GOLD: Appetite for non-yielding assets set to be effected by Fed’s decision this evening
ECB and BoJ inaction didn’t help increase appetite for non-yielding assets where investors were expecting further easing. But now it’s the Fed’s turn, and a reduction in US interest rates – be it by 0.25% or the unlikely 0.5% – should aid assets like gold, which managed to rise as of late with both retail and institutional bias tilting heavily to the long side anticipating even further gains. From a technical standpoint – and its far less relevant on a fundamental day like this – the pair’s price has been stalling at the highs but failing to undo its bull trend technical overview just yet. Fed inaction could undo a large part of those gains, while a rate cut and guidance towards further rate cuts this year could send the pair’s price past its short-term resistance level that has managed to hold time and time again.

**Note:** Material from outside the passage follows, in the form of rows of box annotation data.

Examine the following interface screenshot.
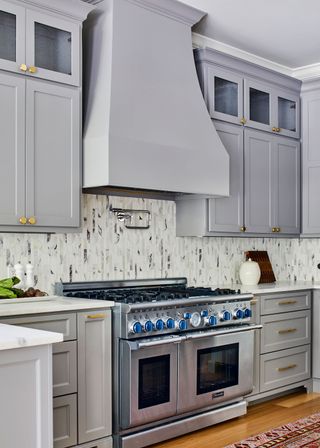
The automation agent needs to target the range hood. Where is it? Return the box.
[83,0,229,197]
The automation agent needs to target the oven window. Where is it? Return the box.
[139,355,170,409]
[197,344,239,395]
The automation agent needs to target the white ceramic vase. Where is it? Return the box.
[239,258,261,286]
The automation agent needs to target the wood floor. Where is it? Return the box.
[153,392,320,448]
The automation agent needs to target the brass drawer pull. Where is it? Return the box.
[278,300,297,305]
[278,328,297,334]
[278,364,297,372]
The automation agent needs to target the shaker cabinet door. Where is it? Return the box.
[244,129,274,233]
[274,136,300,235]
[26,10,81,86]
[0,0,26,73]
[26,80,80,227]
[209,122,244,233]
[0,72,26,226]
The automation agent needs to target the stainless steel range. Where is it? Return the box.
[63,278,261,448]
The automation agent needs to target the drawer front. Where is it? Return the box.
[1,314,77,341]
[53,394,77,448]
[261,310,311,353]
[52,341,77,397]
[261,291,311,315]
[76,437,112,448]
[260,345,310,392]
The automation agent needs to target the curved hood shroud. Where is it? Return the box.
[84,0,229,196]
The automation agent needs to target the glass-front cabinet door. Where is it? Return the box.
[26,11,80,86]
[275,91,300,138]
[208,68,243,124]
[244,79,273,131]
[0,0,25,73]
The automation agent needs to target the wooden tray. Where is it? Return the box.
[245,250,276,283]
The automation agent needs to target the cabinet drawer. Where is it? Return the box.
[52,341,77,397]
[1,314,77,341]
[261,310,311,353]
[260,345,310,392]
[76,437,112,448]
[53,394,77,448]
[261,291,311,315]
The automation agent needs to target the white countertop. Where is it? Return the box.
[220,282,320,294]
[0,324,63,351]
[0,296,114,317]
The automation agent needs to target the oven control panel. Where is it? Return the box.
[124,300,251,338]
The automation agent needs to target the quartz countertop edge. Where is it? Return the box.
[0,296,114,317]
[0,324,63,351]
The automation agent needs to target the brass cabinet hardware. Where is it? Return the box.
[278,364,297,372]
[278,300,297,305]
[278,328,297,334]
[87,313,106,319]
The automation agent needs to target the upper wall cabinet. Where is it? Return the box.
[200,49,300,138]
[0,0,90,86]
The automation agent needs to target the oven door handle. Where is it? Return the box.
[186,324,262,339]
[129,336,187,350]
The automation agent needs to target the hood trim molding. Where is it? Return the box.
[127,0,207,27]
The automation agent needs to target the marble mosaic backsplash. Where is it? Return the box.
[0,195,320,293]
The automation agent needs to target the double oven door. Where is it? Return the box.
[119,329,254,429]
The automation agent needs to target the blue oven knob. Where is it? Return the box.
[221,311,231,320]
[144,320,153,333]
[132,322,142,334]
[208,316,217,327]
[166,317,175,330]
[233,309,244,319]
[178,319,187,330]
[156,319,164,331]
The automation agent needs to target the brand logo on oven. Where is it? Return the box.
[212,390,224,400]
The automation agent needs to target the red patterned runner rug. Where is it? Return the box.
[225,413,320,448]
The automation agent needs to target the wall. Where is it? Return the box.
[0,195,320,293]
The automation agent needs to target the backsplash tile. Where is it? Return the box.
[0,195,320,293]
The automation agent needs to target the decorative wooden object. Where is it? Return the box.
[245,250,276,283]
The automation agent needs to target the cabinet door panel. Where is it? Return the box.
[0,73,25,226]
[26,10,81,86]
[26,80,80,227]
[244,129,274,233]
[208,67,243,124]
[274,137,300,235]
[209,122,244,232]
[0,0,26,72]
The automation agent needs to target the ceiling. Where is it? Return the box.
[182,0,320,69]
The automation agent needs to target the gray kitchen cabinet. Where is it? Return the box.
[0,0,92,86]
[0,72,26,225]
[208,122,245,233]
[302,81,320,236]
[78,311,112,443]
[26,80,81,227]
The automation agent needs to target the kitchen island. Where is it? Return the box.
[0,324,63,448]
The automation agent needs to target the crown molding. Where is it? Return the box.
[192,33,320,81]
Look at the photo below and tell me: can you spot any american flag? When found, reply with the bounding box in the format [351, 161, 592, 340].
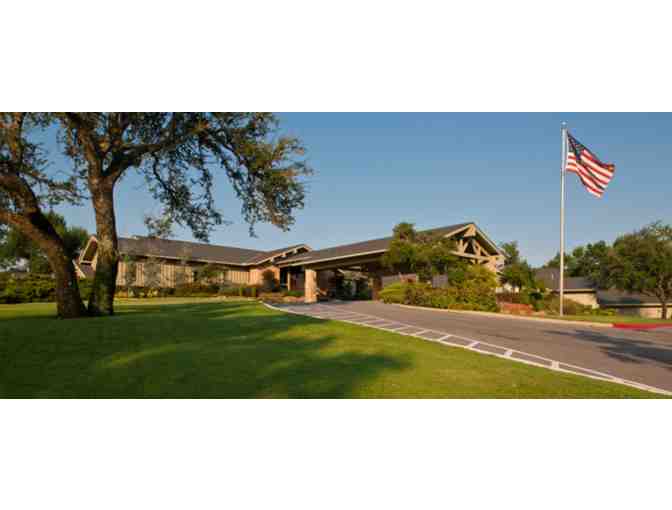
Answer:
[565, 133, 616, 198]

SILVER: Back at its short-term resistance level and awaiting the Fed’s expected rate cut
As with gold, it was a green day for silver’s price as well despite the US dollar not necessarily underperforming in the FX markets. The catalyst for gains is similar here if the Fed cuts rates, but if easing improves industrial demand, then silver’s price might have another leg to stand on. All its technicals are bullish and its ADX showing a propensity to trend, but its initializing bull trend has been stalling at these levels with contrarian strategies offering limited opportunities as well. Going into this evening’s event both retail and institutional traders are holding heavy long bias, the former at an extreme long 87% and rising, while the latter at a heavy long 67%.
OIL – US CRUDE: Another massive API drawdown sends energy prices higher
Another week, another significant drawdown for US oil inventories according to API. This time around it wasn’t as sizeable at -6M, but EIA’s the more encompassing figure that oil traders will be on the look out for this evening is expected to show a more modest -2.5M drawdown after last week’s significant 10.8M deficit. On the demand (and USD) side, the Fed’s decision will also matter with easing expected to stimulate demand, though sour trade talks between the US and China resuming today could undo any uplift in demand as well. Multiple factors to consider then on both the demand and supply side, and with the technicals turning slightly more positive as its price is above all its main moving averages save for the 100-day MA.